I got a new haircut last week and I’m struggling with whether I love it or hate it. It was already pretty short in the back but this new cut took the long angled layers in the front out of the picture and so now it’s short all over — like above-the-ears short. I didn’t realize until now how feminine it feels to have random pieces of hair swinging around and flopping into my eyes during the day, and I really miss having something to tuck behind my ear or pin out of my face while I’m working.
But that’s not to say I think the haircut is a total bust. I styled it for the first time Saturday night and after some experimenting I think it turned out pretty cute. My hair is very fine and fairly curly and the shorter length means it’s healthier and less weighed down, extra fluffy and full of body. My mom (she’s the only one who cuts my hair) did a great job shaping it and when I flip out the ends especially it looks young and hip and flattering. Getting ready on Saturday I started out frustrated but ended up really in love with it. For a few hours at least I didn’t miss my old floppy layers and ear tucking.
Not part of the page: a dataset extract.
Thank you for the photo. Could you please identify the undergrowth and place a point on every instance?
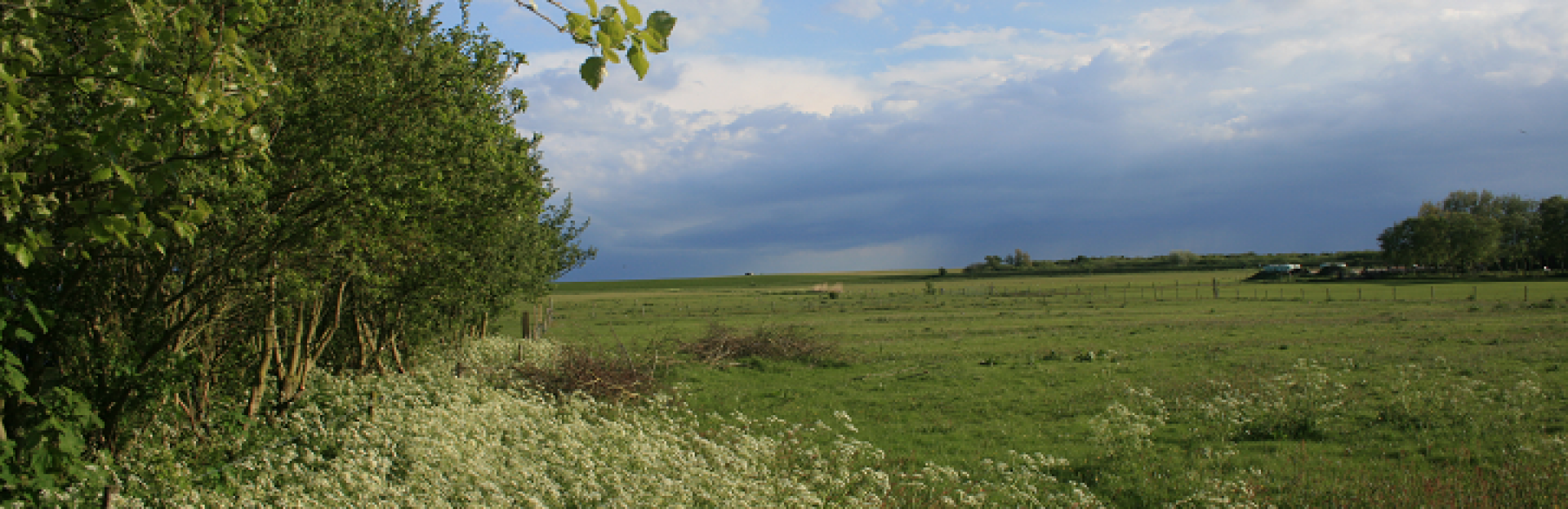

And now I’m back to mixed feelings. Maybe it’s just the sudden change that I’m having trouble with? Regardless if I’m dealing with a temporary state of shock or a permanent case of dislike I’m not sorry I got the cut — I wanted to try it and if I didn’t I would always wonder. Plus I’m not convinced I won’t come to love it after another few days of adjustment, and of course hair always grows back — in just a few weeks I’ll have to decide whether I want to let it grow out or get a trim to maintain it where it’s at.
I wish I had a better picture but you can sort of see it in this one. I suppose if I end up liking it you’ll see it again!